BUTSpeechFIT / EEND

70 stars 10 forks source link

Questions about training. #6

Closed wngh1187 closed 11 months ago

wngh1187 commented 1 year ago

Hi. I am getting a lot of help from your amazing research. Thanks again for making your code public.

By the way, I am now facing difficulties in reproducing the EEND-EDA system. When training with ns2_beta2 data, I get a dev DER of 28.62% at 100 epochs.

This is much different from the performance reported in the original paper (2.69%), could you please share the pre-trained model weights?

In my experiment, the training standard loss and training attractor loss are reported as 0.404 / 0.106 at 100 epochs. Are these loss values different from your experimental results?

msh9184 commented 1 year ago

Hi, I have the same question too. In my case, I obtained a DER of 11.48 at 100 epochs. (I used the dscore repository for the DER calculation)

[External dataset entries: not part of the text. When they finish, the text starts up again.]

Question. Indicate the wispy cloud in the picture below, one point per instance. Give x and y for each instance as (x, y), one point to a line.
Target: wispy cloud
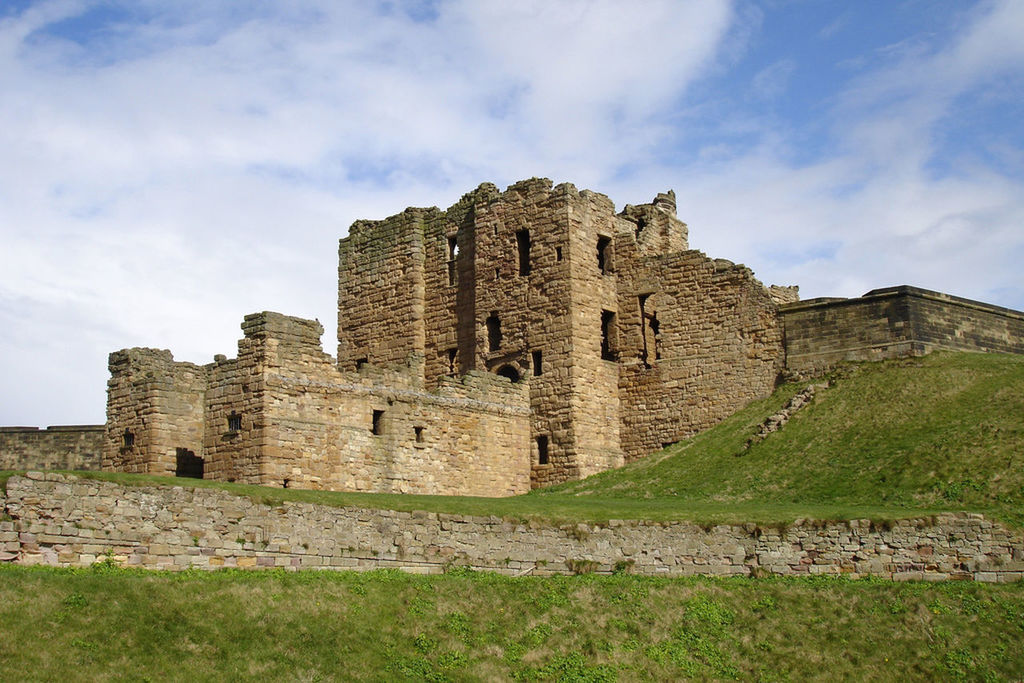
(172, 167)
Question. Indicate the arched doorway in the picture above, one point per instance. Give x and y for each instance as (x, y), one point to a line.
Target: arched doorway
(509, 372)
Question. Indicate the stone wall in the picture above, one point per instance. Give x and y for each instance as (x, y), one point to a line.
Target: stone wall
(700, 338)
(894, 323)
(59, 447)
(155, 411)
(177, 527)
(541, 284)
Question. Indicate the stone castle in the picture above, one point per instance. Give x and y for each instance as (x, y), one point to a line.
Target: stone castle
(515, 340)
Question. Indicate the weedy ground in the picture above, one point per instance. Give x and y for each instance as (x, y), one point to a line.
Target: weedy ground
(110, 624)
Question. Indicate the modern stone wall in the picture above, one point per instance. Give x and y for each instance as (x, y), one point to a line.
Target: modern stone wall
(59, 447)
(894, 323)
(64, 520)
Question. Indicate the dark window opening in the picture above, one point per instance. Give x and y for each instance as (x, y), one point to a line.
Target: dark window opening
(641, 223)
(522, 243)
(604, 254)
(509, 372)
(649, 328)
(187, 464)
(494, 332)
(607, 335)
(452, 263)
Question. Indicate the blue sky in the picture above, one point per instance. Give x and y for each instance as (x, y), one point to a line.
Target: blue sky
(171, 167)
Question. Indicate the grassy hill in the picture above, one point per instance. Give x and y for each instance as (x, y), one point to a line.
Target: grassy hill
(901, 438)
(941, 432)
(108, 624)
(884, 440)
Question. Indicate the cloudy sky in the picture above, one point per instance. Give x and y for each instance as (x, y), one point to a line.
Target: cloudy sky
(170, 166)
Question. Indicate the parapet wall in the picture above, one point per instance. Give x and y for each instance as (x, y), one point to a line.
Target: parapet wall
(893, 323)
(61, 447)
(176, 527)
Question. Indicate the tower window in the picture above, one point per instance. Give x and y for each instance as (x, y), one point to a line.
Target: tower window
(522, 243)
(452, 262)
(604, 254)
(494, 332)
(607, 335)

There are my result and the checkpoint at 100 epochs. I trained the EEND-EDA model using a single NVIDIA RTX 3090 gpu on the default settings.

Could there be something I've missed?

fnlandini commented 1 year ago

Hi, Thanks for the kind words and glad it helps.

That is indeed too far from what I would expect. I have not run too many experiments with the simulated mixtures that you are using. I only ran 5 of them to create the "SM-P" blue bar in Figure 1 here https://arxiv.org/pdf/2204.00890.pdf to show as baseline for our approach for generating simulated conversations. Out of those 5 trainings, I only evaluated swb_sre_cv_ns2_beta2_500 (from Hitachi) for one of them and obtained 3.88 DER. Even if I score with collar 0, I get 9.56 DER so it is not that. Unfortunately, I don't have those data anymore and regenerating it is quite some work so I cannot evaluate other models.

However, in terms of training loss, all 5 runs get to the 0.1 to 0.12 ballpark for the BCE ("standard") loss and to 1e-7 to 1e-6 ballpark for the attractor loss as in the picture. So I think all of them would have similar results on that dataset. Are you using the exact same parameters for training and inference as we shared? image

The attractor loss usually gets to virtually 0 so the differences might be related to that?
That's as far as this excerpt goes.